After more than ten years of successful operation, reprocessed Level-1B data (“V2”) [Lemoine et al., 2013] of the GRACE mission have been released by JPL and new release 05 solutions have been made available by JPL, CSR and GFZ, recently followed by the release 03 (RL03) solutions from GRGS. The RL03 feature monthly as well as 10-day solutions [Biancale, 2012; Lemoine et al., 2013]. These solutions have been improved by using upgraded versions of data, models and inversion procedures [Lemoine et al., 2013]. In addition to using the new Level-1B V2 data, the gravity solutions feature an improved a priori gravity model, updated and improved versions of the tide model (FES2012 in place of FES2004), the atmospheric dealiasing fields (ECMWF ERA-Interim (every 3 hours) instead of ECMWF operational model (every 6 hours)) and the ocean dealiasing fields (TUGO (every 3 hours) in replacement of MOG2D (every 6 hours). Furthermore, some changes in the K-band ranging and accelerometer parameterisation have

been undertaken and the maximum degree has been extended from 50 to 80, improving the spatial resolution [Lemoine et al., 2013]. Additionally, a new “mean field” has been computed and the inversion process is now based on a truncated single value decomposition scheme [Biancale, 2012]. However, due to an error at high latitudes in the FES2012 tidal model, the GRGS RL03 solutions cannot be used in polar areas between 82 and 90 degrees at present [Biancale, 2012].

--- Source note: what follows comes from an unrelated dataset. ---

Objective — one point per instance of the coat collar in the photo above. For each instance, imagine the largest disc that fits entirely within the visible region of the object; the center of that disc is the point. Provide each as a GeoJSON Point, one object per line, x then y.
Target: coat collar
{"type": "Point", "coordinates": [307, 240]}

I chose to use the GRGS solutions for my research due to their stabilisation process that is applied to reduce noise in the form of North-South striping by regularising the inversion for spherical harmonic coefficients. Bruinsma et al. [2010] stated that regularising geopotential coefficients leads to “more accurate geoid difference/EWH anomaly maps than a-posteriori filtering of solutions, because the level of stabilisation of a solution depends on the sensitivity of a given spherical harmonic coefficient to the normal equation system”. Generally both signal and noise are attenuated randomly when filtering and smoothing geopotential solutions, as the data distribution and quality is not known [Lemoine et al., 2007; Bruinsma et al., 2010]. Due to their stabilisation process, the GRGS solutions are also less prone to signal contamination (leakage), which is enhanced by increasing the radius of the Gaussian smoother [Bruinsma et al., 2010; Velicogna and Wahr, 2006].